The first performance before the official premiere was given by Eugène Ysaÿe and Raoul Pugno on 18 May 1896. The premiere itself, as part of Saint-Saëns' 50th anniversary concert on 2 June 1896 at Salle Pleyel, was given by Pablo de Sarasate and Saint-Saëns for the benefit of the Association des artistes musiciens.

== Structure ==

The sonata consists of four movements. A performance takes approximately 21 minutes.

The opening movement is held in sonata form. The first is striving and energetic, while the second is directed to be played dolce. In the recapitulation, both themes are presented simultaneously.

The second movement is in the classic scherzo and trio form. The trio, in the form of a three-part canon, makes use of counterpoint. Saint-Saëns was particularly proud of the scherzo, which he called "terribly difficult". Decades later, he wrote to his publisher Durand on 23 April 1919: "I don't think that Franck, whose canons are all praised, ever composed one as pretty as the one that forms the Trio of this scherzo, a canon that I wrote in Aswan. [...] I would rather play the sonata than hear it played by someone else who would not play it to my taste. What I regret is that I cannot play the violin part as well!"

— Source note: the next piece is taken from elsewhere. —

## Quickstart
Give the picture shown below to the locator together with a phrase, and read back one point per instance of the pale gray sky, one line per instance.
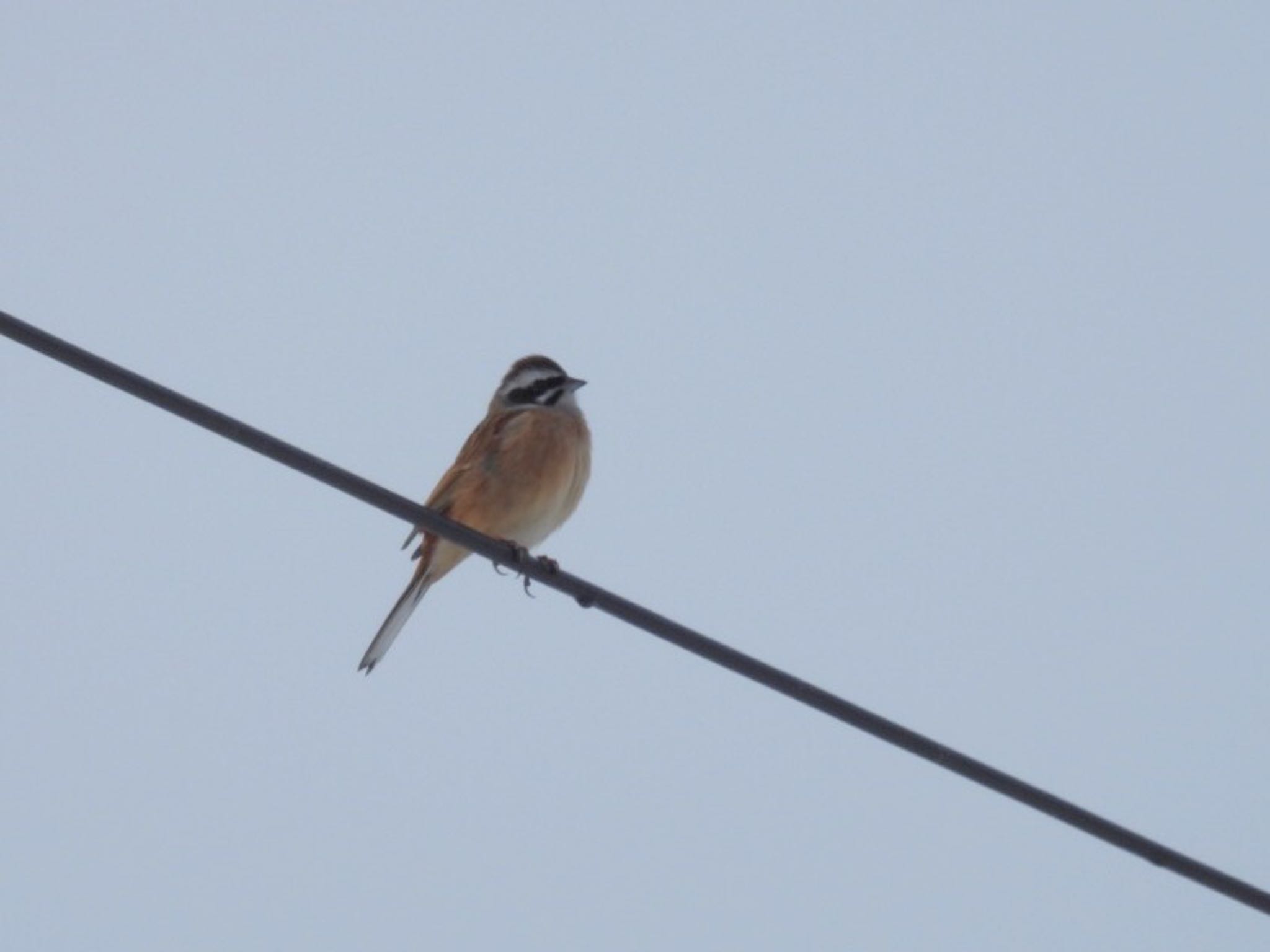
(929, 357)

In the Andante, the violin performs a long, dreamy melody above a piano accompaniment consisting of continually rising scales that blur the harmony in an impressionistic way. Duncan Druce notes that though Saint-Saëns disliked the music of Debussy, he comes "quite close to a Debussian fascination with sonority for its own sake". In contrast, the middle section (Allegretto scherzando ma ben moderato) seems to be another "miniature scherzo".

The finale is in rondo form, with two themes, bright and classical in tone.

Compared to the first violin sonata, which is a brilliant concert piece, the second differs in character. Saint-Saëns himself called it a "very serious chamber work" that "will only be understood after the eighth performance". The sonata signalled a stylistic change in Saint-Saëns' music, with a lighter, clearer sound for the piano, characteristic of his music from then onwards.

== Legacy ==
As with the first violin sonata, the second sonata was quickly picked up by a number of leading violinists soon after publication.